GAPDH spike RNA as an alternative for housekeeping genes in relative gene expression assay using real-time PCR

Abstract

Abstract Background and aim of study qPCR is a robust technique which quantifies the expressions of target genes in relation to reference genes. Stresses such as virus infection or heat shock change expressions of many cellular genes including the reference genes, so the aim was to introduce a constant calibrator to normalize the data to. Methodology Constructed glyceraldehyde 3-phosphate dehydrogenase (GAPDH) plasmid was transcribed to GAPDH RNA and used as spike RNA. Spiked RNA samples were subjected to qPCR at different conditions such as virus infection, IFN treatment, or mild heat shock.
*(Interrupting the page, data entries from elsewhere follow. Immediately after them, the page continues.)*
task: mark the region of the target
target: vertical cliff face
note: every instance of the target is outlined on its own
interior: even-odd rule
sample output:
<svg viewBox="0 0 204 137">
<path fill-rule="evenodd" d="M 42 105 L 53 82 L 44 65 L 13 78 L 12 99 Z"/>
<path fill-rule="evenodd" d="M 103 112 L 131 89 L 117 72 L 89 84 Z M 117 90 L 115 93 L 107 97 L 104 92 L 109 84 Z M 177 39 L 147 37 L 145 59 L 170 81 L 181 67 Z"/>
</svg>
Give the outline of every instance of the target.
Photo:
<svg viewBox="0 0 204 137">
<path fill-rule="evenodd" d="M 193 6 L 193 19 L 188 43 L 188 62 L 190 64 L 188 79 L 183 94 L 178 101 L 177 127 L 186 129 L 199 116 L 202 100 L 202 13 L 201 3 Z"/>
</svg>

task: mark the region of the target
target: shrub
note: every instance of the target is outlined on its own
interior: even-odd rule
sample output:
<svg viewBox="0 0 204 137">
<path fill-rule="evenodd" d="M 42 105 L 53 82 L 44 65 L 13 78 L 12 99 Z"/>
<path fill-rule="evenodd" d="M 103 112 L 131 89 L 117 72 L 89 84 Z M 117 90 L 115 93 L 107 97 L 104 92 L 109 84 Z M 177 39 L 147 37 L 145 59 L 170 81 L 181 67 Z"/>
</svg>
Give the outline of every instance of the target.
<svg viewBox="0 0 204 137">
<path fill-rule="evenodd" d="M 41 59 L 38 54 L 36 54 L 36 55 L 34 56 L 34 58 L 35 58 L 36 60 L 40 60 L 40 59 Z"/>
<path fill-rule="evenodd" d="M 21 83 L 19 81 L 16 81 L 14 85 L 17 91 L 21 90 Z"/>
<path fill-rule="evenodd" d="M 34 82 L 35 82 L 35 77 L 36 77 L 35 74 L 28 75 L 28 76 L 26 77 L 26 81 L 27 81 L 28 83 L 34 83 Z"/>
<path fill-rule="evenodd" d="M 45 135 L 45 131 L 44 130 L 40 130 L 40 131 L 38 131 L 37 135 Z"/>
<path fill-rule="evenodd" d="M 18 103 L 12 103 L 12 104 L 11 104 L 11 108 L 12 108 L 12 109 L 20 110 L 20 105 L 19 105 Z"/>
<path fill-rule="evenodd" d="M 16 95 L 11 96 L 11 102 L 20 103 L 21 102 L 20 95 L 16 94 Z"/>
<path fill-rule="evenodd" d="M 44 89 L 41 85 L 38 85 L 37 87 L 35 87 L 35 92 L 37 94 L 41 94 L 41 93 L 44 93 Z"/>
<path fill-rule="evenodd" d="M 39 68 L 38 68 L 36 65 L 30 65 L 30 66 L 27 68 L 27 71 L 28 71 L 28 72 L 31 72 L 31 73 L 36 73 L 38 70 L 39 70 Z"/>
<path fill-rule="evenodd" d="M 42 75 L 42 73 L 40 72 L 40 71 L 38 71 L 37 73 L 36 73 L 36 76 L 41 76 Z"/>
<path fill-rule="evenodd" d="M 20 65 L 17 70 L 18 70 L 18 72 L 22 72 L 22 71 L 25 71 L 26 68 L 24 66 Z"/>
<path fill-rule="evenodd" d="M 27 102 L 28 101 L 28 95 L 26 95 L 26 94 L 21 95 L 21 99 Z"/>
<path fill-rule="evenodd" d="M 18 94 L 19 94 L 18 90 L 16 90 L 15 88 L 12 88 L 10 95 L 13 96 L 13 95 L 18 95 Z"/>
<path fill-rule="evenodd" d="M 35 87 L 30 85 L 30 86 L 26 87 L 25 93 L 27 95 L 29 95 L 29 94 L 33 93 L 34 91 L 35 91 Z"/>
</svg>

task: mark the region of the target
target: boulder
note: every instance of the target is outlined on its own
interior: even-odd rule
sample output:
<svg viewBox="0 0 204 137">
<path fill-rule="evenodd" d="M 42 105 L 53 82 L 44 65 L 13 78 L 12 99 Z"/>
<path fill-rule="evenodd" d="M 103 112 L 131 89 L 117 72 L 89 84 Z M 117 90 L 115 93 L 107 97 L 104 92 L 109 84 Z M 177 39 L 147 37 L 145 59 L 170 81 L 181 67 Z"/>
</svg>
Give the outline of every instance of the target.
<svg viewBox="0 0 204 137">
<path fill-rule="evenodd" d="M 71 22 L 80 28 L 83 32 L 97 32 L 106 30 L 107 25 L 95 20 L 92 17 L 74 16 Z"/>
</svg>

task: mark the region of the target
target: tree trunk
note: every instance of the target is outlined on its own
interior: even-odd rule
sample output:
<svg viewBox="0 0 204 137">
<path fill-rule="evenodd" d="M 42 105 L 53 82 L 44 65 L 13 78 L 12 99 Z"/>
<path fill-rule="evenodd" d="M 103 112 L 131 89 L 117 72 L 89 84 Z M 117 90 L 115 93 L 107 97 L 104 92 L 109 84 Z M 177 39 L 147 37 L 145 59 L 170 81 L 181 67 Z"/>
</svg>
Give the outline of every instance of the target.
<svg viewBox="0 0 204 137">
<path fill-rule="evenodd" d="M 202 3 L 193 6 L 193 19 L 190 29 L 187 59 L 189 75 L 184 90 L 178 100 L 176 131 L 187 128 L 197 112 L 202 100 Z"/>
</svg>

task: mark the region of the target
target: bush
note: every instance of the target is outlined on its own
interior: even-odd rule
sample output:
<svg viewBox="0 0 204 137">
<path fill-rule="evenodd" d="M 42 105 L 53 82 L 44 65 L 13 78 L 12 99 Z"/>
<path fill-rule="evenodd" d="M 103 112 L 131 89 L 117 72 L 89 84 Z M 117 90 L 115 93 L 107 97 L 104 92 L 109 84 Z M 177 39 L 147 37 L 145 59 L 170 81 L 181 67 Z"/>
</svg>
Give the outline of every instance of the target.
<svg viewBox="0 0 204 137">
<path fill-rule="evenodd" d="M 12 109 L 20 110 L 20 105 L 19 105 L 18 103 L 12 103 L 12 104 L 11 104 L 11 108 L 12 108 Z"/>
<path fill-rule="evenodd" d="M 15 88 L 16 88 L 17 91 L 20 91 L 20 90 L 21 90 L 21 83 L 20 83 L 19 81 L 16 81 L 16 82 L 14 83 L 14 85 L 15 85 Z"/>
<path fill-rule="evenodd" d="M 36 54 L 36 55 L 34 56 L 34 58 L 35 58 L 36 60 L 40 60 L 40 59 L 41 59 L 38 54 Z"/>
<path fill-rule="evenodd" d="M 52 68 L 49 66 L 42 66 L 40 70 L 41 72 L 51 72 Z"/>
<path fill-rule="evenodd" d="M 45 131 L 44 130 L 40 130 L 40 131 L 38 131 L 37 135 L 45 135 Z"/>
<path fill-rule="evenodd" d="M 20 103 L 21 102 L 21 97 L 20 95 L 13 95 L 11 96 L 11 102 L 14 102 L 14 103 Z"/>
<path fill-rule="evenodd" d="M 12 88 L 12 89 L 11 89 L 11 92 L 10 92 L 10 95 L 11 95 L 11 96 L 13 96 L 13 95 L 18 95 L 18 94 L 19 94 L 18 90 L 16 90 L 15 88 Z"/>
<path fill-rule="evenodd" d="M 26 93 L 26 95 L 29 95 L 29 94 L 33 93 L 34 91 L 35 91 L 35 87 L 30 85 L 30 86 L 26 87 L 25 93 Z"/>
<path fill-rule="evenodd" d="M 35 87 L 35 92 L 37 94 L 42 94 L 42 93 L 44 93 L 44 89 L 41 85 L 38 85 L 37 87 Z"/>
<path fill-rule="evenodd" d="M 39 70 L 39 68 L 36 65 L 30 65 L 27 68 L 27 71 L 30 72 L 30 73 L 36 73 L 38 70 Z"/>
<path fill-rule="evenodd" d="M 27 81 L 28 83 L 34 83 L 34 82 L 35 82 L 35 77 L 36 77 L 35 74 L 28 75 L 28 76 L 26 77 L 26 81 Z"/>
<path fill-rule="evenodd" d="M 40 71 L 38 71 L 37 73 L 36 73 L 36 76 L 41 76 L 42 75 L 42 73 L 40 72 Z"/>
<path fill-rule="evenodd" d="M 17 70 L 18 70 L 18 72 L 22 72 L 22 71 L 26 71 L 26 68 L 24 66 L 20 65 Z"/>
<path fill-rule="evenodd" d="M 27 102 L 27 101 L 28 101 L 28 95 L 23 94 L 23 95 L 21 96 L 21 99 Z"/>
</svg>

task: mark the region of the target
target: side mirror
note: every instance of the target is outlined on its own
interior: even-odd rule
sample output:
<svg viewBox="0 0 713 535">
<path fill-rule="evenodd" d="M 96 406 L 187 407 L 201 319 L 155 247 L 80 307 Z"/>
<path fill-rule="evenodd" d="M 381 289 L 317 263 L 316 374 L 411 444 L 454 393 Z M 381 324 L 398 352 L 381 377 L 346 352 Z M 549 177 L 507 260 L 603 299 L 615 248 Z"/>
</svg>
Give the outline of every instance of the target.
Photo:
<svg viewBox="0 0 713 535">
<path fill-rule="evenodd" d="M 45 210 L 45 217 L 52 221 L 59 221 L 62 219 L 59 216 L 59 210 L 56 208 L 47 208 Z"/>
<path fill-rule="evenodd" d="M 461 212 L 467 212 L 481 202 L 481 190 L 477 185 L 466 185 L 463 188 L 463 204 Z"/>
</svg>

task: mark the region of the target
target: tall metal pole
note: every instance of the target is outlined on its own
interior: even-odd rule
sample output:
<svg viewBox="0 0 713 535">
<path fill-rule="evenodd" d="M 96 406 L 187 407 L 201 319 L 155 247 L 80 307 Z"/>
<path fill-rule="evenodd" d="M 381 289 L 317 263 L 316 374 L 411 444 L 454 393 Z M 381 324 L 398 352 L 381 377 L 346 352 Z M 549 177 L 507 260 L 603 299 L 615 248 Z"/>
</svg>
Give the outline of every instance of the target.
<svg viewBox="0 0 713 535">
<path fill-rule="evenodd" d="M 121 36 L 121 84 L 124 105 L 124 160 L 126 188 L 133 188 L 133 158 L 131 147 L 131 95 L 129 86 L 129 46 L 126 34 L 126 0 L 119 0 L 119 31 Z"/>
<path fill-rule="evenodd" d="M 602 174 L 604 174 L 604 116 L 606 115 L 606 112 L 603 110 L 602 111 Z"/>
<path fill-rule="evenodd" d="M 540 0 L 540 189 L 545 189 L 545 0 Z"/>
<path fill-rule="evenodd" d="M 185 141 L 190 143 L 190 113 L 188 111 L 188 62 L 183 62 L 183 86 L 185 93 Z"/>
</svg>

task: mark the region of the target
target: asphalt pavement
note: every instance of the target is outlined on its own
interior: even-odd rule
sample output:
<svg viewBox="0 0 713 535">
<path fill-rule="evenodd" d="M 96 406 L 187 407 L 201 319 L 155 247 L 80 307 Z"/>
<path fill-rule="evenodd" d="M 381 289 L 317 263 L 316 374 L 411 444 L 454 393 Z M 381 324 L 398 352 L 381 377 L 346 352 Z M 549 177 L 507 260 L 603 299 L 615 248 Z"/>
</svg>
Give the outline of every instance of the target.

The results Adenovirus hexon in interferon-deficient cells showed different expression levels when data were normalized to GAPDH or 18S. Consistently, hexon expression levels were different in untreated cells under the control or heat-shocked conditions when data were normalized to GAPDH or 18S. Promyelocytic leukemia protein II (PML-II) expression level was lower in HeLa-PML-II-deficient cells (PML-II-Kd) compared to the control when the data were normalized to GAPDH as a reference gene and also in GAPDH RNA spiked, which showed reasonable consistency. More consistent data were obtained when the GAPDH normalizer was added before the step of treating the extracted RNA with DNase compared to add it after the treatment or directly to the qPCR reaction. Conclusion The internal controls that were chosen for this study completely changed the experimental results since they were affected with the experimental conditions. However, GAPDH spike RNA level was stable in its amplification at different kinds of stresses. So it can be an alternative for housekeeping gene due to its stability at these different conditions.